Optical recordings of calcium signals from inter-tubercle neurons in the honeybee AOTu. A, Bees are placed individually in opaque recording chambers. The brain area is optically isolated from the compound eye area in which visual stimuli are given, using opaque barriers glued to the bee head with custom black wax. B, Visual stimulation is produced by three rectangular LED arrays (3 × 5 LEDs each) disposed in a half-circle to stimulate different parts of the visual field (dorsal, lateral, or ventral) of the bee right eye. The center of each array is placed at a distance of 6 cm from the eye, corresponding to an angular subtense of 24.5° (anteroposterior axis) and 17.1° (dorsoventral axis) at the bee eye. C, False color-coded activation maps (percentage change in 340 nm/380 nm fluorescence ratio; see Materials and Methods) obtained in the right AOTu for two different animals (bee 1 and bee 2). The contours of MU-DL and MU-VL (dashed lines) are clearly visible on the AOTu anterior surface after fura-2 dextran staining of inter-tubercle neurons (overview). Dendrites of inter-tubercle neurons in the AOTu show calcium signals in response to light stimulations but not to dark controls. Stimulations of all three parts of the visual field clearly activate the AOTu. D, Time course of fura-2 calcium signals (percentage change in fluorescence ratio, average of three presentations for each bee, n = 10 bees) measured in the MU of the AOTu for stimulation of dorsal, lateral, or ventral parts of the visual field and for the dark control. E, Mean amplitude of activation (calculated at 4 s) for stimulations of dorsal, lateral, or ventral parts of the visual field and dark control in 10 bees. Different letters indicate significant differences in Wilcoxon's matched-pairs tests. do-ve, Dorsoventral; an-po, anteroposterior; do, dorsal; la, lateral.

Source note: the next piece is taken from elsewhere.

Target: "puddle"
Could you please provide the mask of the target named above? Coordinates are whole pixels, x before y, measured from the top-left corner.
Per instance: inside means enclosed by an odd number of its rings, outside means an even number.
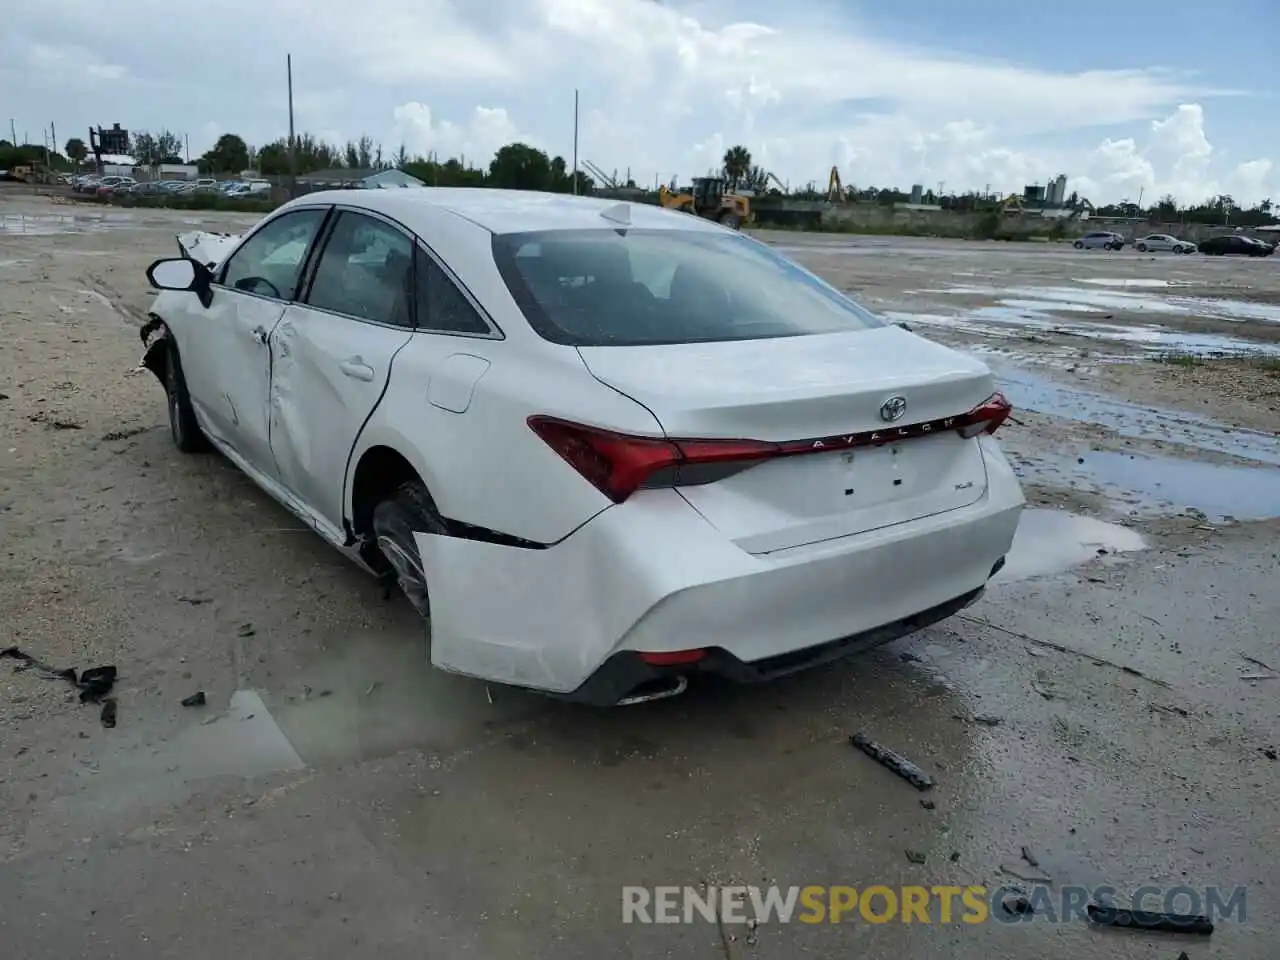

Spatial coding in the honeybee AOTu. A, Example of activated pixels for three repetitions of dorsal, lateral, or ventral stimulations in the MU of the AOTu (overview). Significantly activated pixels are overlaid on a fluorescence photograph of the AOTu according to their amplitude of activation (ΔR) in false color. Density maps indicate the reliability of activated pixels: colors from dark red to white indicate pixels activated by one, two, or the three presentations of each stimulus. Overlay maps represent reliable pixels activated by the three stimulations of one part of the visual field in one color and the other part in another color (dorsal in magenta, lateral in blue, and ventral in green). Pixels activated by stimulations of both parts of the visual field are represented in white. These maps show good reproducibility of activated pixels for the same part of the visual field (density) and a segregation of activated pixels for different parts of the visual field (overlay, especially dorsal vs ventral). B, Comparison of the mean overlap between any two presentations of the same or of different stimuli in 10 bees. Activation patterns in the AOTu show clear spatial specificity, because presentations of the same stimulus present a higher overlap than presentations of different stimuli (Wilcoxon's signed-rank test). C, Four examples of the striking segregation between dorsal and ventral stimulations. White arrows in bee 1 and bee 4 indicate a dorsoventral segregation at the level of the axonal tract of vITT neurons (see also bee shown in A). D, The overlap index between dorsal and ventral stimuli (do-ve) is significantly lower than that between lateral and dorsal stimuli (do-la) or between lateral and ventral stimuli (la-ve) as shown by Wilcoxon's signed-rank test. E, Mean number of activated pixels in the MU-DL or MU-VL for stimulations of the dorsal, lateral, and ventral eye in 10 bees. In the MU-DL, ventral and lateral stimulations activated a significantly higher number of pixels than dorsal stimulation, whereas in the MU-VL, dorsal and lateral stimulations activated a higher number of pixels than ventral stimulation (Wilcoxon's signed-rank test).